We are all going super-size: Researchers at Johns Hopkins School of Public Health examined trends of the last decade or so, ran a sophisticated "projection analysis," and popped out some numbers (the report is on their web site). By 2030, 86% of Americans will be overweight or obese, including 96% of non-Hispanic black women and 91% of Mexican-American men. Obesity is a major contributing factor in the epidemic of hypertension, type-2 diabetes, heart disease and stroke in the country, and surprisingly is even a factor in a number of types of cancer. And 70%-75% of all health care costs spring from such chronic conditions.

What does this mean, besides that you should cancel that DonutFans.com subscription?

It means that treating the symptoms won't cut it, dealing with the acute phase when people show up in the ER will swamp us both economically and medically – the scenario does not work.
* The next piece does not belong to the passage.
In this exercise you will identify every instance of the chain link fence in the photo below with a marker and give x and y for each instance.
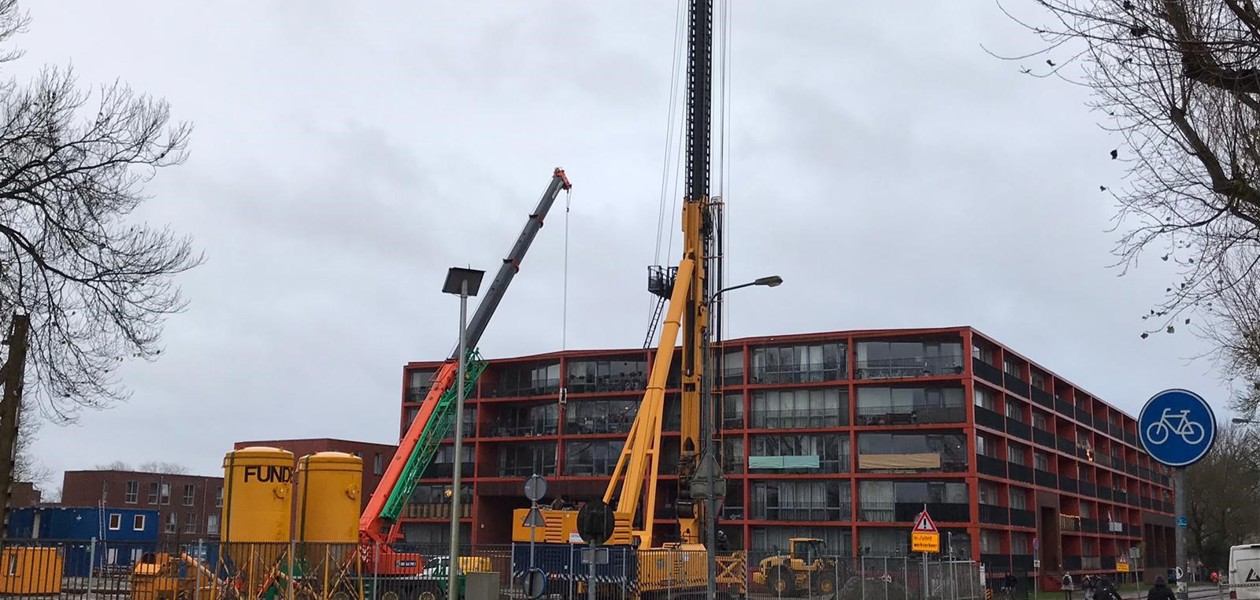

That's where we end up when we as a society pay no attention to the systemic roots of things. If you want to save billions of dollars, millions of lives, and a lot of suffering, you have to start with public policy changes, education initiatives, and healthcare outreach programs that change behavior.
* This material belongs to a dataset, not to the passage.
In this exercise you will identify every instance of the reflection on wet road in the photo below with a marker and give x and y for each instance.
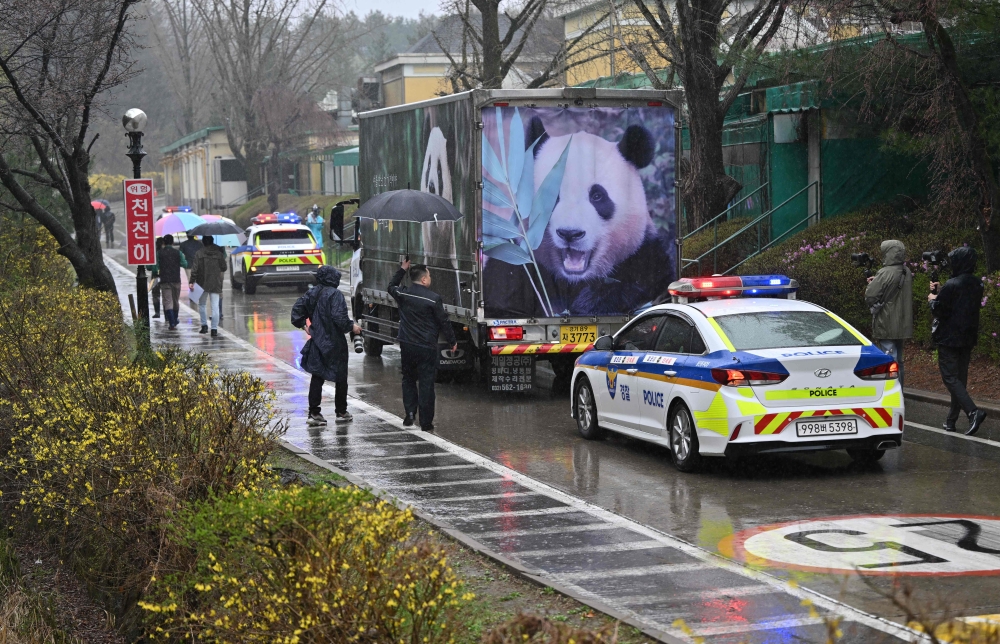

Why don't we do it? Because in the short term it just costs money and doesn't make much money for anyone (except maybe for diabetes educators). Think of it this way: A car wreck adds to the gross domestic product. Why? Because everyone gets paid – the EMTs, the ambulance company, the doctors, the hospital, the auto body shop, the car dealers and manufacturers. If we made our decisions on strictly economic grounds, we would encourage car wrecks. Does that strike you as a stupid idea? Yet by ignoring the systemic roots of chronic disease, by not enacting public policy changes that enable healthier lifestyles, by choking the funding for education, preventive and chronic care, while at the same time the amount we pay for acute care mounts year after year, we are doing much the same thing.